Quelles mesures avez-vous prises suite à l’annonce de la sortie du Royaume-Uni de l’Union européenne?
C.F. : Nous avons surtout demandé à toute notre équipe de prendre le « settlement status », par sécurité. Mais, aujourd’hui, compte tenu de notre croissance, nous ne pouvons pas nous permettre de perdre trop de temps sur le Brexit. Nous assurons surtout nos arrières et nous sommes prêts. En fonction de l’évolution de la situation, nous pourrions, par exemple, choisir d’être physiquement dans un autre pays et de conserver notre siège ici. Nous avons créé 25 sociétés en 15 ans à travers le monde, du Kurdistan au Brésil en passant par le Mozambique, le Tchad…Nous sommes agiles et nous nous adapterons.
Quelles sont vos craintes liées au Brexit ?
C.F. : Une des questions que nous nous posons concerne les banques de développement allemandes ou européennes. Vont-elles continuer à prêter aux sociétés britanniques ? Si ce n’est pas le cas, nous serons clairement impactés pour nos futures levées de fonds. Actuellement, la Banque Européenne de Développement ne représente pas une grande partie de nos fonds, nous avons développé en fonds propres puis nous avons fait une levée de fonds l’année dernière avec un fonds britannique spécialisé sur l’Afrique, mais nous avons aussi été approchés par des banques de développement allemandes. Elles ont aussi un gros attrait pour l’Afrique.

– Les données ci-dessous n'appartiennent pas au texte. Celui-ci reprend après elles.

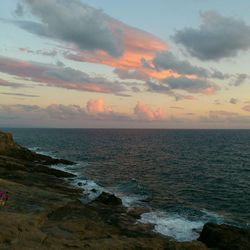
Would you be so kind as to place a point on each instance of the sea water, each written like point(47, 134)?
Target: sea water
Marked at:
point(184, 177)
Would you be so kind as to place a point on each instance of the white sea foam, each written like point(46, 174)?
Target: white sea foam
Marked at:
point(132, 200)
point(174, 226)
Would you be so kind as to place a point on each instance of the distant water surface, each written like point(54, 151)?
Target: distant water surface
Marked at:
point(186, 177)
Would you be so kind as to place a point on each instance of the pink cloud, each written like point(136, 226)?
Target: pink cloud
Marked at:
point(143, 111)
point(62, 77)
point(246, 108)
point(98, 106)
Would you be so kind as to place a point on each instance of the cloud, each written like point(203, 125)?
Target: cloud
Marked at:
point(240, 79)
point(88, 28)
point(131, 74)
point(98, 106)
point(162, 88)
point(166, 60)
point(19, 94)
point(246, 108)
point(233, 100)
point(18, 109)
point(40, 52)
point(144, 112)
point(191, 85)
point(19, 10)
point(4, 83)
point(173, 107)
point(62, 112)
point(217, 37)
point(62, 77)
point(219, 113)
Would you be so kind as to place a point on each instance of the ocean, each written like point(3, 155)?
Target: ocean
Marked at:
point(184, 177)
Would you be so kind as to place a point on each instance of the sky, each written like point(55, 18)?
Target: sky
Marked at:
point(125, 64)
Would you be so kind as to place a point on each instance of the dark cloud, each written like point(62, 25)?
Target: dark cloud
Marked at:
point(233, 100)
point(88, 28)
point(165, 89)
point(191, 85)
point(62, 77)
point(167, 61)
point(217, 37)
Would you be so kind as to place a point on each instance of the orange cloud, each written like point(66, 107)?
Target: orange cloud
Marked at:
point(138, 45)
point(143, 111)
point(98, 106)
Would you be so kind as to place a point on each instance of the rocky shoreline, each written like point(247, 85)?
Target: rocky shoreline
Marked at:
point(45, 212)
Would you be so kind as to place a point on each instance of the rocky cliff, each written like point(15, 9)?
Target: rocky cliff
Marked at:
point(9, 148)
point(45, 212)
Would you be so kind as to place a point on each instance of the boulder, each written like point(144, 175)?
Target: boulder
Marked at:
point(225, 237)
point(108, 199)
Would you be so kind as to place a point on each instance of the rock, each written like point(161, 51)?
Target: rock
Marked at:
point(9, 148)
point(108, 199)
point(137, 211)
point(193, 245)
point(225, 237)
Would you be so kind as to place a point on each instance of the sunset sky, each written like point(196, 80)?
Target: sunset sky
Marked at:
point(125, 64)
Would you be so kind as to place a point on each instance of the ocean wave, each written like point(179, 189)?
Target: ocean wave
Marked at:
point(177, 226)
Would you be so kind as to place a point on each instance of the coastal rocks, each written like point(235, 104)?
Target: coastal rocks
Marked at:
point(193, 245)
point(6, 142)
point(137, 211)
point(9, 148)
point(108, 199)
point(225, 237)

Comment percevez-vous la stratégie du premier ministre britannique Boris Johnson ?
C.F. : Le problème est qu’on ne connait pas ses limites, on ne sait pas jusqu’où il peut aller. Il n’a pas grand chose à perdre. Il n’était pas censé être élu. Son choix du Brexit selon moi, était uniquement politique. Aujourd’hui, il a les pleins pouvoirs au Parlement et il a une image qui s’améliore. C’est le « cheval blanc » vis à vis de l’Europe pour les Anglais car il est très « Britain first ». C’est à la fois le politique et le populiste. Il joue sur tous les tableaux, il est très intelligent. Personnellement, je suis tout sauf un Brexiter, je trouve ça complètement réducteur de sortir de l’Europe.

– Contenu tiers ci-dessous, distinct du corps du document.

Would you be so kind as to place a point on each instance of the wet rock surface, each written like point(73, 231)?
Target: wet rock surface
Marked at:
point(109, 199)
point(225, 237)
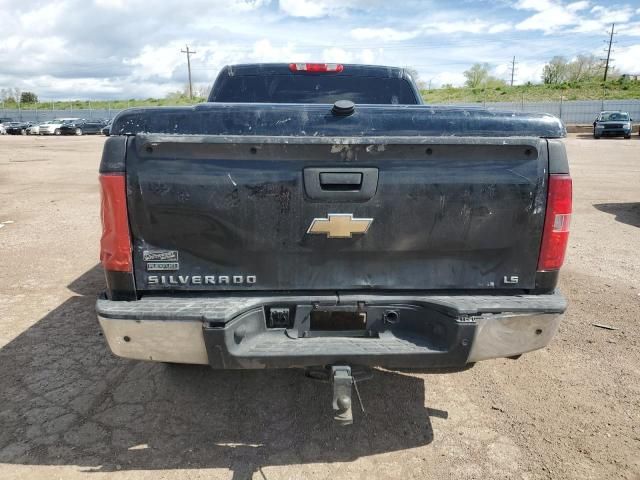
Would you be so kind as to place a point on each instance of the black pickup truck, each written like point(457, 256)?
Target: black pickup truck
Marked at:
point(358, 228)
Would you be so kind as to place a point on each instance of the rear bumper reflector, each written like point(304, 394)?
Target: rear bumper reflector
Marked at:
point(115, 244)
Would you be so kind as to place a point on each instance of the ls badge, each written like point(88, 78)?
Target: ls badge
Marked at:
point(340, 225)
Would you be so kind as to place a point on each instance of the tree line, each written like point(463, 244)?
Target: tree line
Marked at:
point(582, 68)
point(15, 95)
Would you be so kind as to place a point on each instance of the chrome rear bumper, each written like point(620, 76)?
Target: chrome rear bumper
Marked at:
point(231, 333)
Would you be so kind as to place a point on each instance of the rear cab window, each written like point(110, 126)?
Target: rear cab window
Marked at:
point(304, 87)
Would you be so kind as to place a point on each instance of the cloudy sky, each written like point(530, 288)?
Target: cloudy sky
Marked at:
point(100, 49)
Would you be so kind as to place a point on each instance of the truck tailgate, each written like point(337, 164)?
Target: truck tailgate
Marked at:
point(220, 212)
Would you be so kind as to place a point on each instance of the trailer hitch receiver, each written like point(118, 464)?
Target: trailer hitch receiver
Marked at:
point(342, 381)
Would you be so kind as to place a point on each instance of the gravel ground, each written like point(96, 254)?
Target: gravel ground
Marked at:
point(69, 408)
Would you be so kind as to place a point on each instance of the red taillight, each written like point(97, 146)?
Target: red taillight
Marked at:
point(115, 244)
point(316, 67)
point(556, 223)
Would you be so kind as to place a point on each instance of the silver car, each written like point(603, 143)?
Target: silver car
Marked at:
point(612, 124)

Il sera difficile de négocier avec lui si on ne joue pas sur son terrain. Il n’a pas grand chose à perdre puisqu’après il s’en ira, comme l’ex-premier ministre David Cameron qui avait mis en place le référendum puis était parti ou Nigel Farage qui s’était battu pour le Brexit puis avait pris la nationalité allemande. Même s’il nous amène dans le mur, qu’est-ce qu’il a à perdre ? Rien, et ça c’est dangereux.
Quand est-il du Brexit face à la crise sanitaire liée au coronavirus ?
C.F. : Je pense que l’immigration est importante. Couper l’immigration est un danger. L’Angleterre a besoin de l’immigration, tout le monde a besoin de migrants, a besoin de sang neuf, a besoin de mélange. Je pense que l’Afrique est l’avenir de l’Europe en terme d’économie, de démographie et d’écologie. Tout est lié. Aujourd’hui, le Brexit a été éclipsé par le coronavirus mais la problématique africaine reste la même. Nos destins sont étroitement liés, encore plus aujourd’hui.